Tensorflow implementation of the method PoLo from this paper.
This implementation is based on Shehzaad Dhuliawala's repository, which contains the code for the paper Go for a Walk and Arrive at the Answer - Reasoning over Paths in Knowledge Bases using Reinforcement Learning.
The dependencies are specified in requirements.txt (which can be installed via, e.g., pip install -r requirements.txt
). To run PoLo, use one of the config files or create your own. For an explanation of each hyperparameter, refer to the README file in the configs folder.
Note: The Hetionet graph is split into graph_triples.txt
(no inverse triples) and graph_inverses.txt
(inverse triples) because of the file size constraints on GitHub.

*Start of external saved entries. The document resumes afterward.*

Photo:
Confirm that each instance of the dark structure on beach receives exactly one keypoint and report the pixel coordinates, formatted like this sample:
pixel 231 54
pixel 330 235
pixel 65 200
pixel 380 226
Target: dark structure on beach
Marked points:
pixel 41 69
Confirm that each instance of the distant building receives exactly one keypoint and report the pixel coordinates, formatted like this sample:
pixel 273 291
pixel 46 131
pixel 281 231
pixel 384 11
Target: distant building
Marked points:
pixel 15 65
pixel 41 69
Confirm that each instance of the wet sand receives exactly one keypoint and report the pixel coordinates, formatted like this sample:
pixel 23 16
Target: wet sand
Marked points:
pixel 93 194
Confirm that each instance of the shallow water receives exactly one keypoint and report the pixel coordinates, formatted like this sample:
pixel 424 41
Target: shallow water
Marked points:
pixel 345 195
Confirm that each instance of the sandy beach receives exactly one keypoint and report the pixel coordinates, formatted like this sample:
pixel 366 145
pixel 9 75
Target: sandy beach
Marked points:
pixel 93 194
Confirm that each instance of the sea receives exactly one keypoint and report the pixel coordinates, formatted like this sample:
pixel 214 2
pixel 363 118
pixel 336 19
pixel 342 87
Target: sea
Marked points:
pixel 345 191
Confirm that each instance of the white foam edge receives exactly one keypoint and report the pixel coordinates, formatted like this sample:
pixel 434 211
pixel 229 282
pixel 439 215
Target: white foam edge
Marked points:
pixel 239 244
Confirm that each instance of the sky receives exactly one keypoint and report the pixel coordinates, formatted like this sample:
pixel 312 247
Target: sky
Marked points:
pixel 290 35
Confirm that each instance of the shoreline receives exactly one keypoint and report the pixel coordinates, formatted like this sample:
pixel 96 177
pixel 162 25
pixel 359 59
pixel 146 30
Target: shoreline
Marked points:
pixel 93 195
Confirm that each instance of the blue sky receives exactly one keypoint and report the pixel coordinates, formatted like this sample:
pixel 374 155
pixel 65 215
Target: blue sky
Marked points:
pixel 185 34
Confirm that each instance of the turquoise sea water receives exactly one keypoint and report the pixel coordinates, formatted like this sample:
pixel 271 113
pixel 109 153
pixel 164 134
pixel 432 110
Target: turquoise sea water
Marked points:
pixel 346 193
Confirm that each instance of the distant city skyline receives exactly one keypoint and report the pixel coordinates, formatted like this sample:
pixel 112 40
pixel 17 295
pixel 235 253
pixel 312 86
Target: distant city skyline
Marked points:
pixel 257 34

These two files need to be combined into one file (with the name graph.txt
) before running the code.
Then, run the command
./run.sh configs/${config_file}.sh
KG triples need to be written in the format subject predicate object
, with tabs as separators. Furthermore, PoLo uses inverse relations, so it is important to add the inverse triple for each fact in the KG. The prefix _
is used before a predicate to signal the inverse relation, e.g., the inverse triple for Germany hasCapital Berlin
is Berlin _hasCapital Germany
.
Datasets should have the following files:
dataset
├── train.txt
├── dev.txt
├── test.txt
├── graph.txt
└── rules.txt
Where:
train.txt
contains all train triples.
dev.txt
contains all validation triples.
test.txt
contains all test triples.
graph.txt
contains all triples of the KG except for dev.txt
, test.txt
, the inverses of dev.txt
, and the inverses of test.txt
.
rules.txt
contains the rules as a dictionary, where the keys are the head relations. The rules for a specific relation are stored as a list of lists (sorted by decreasing confidence), where a rule is expressed as [confidence, head relation, body relation, ..., body relation]
.
For Hetionet, the complete graph is split into graph_triples.txt
(no inverse triples) and graph_inverses.txt
(inverse triples) because of the file size constraints on GitHub.
For rules learned by the method AnyBURL, the script preprocess_rule_list.py can be used to preprocess the rules into the format that is needed for PoLo.
Finally, two vocab files are needed, one for the entities and one for the relations. These can be created by using the create_vocab.py
file.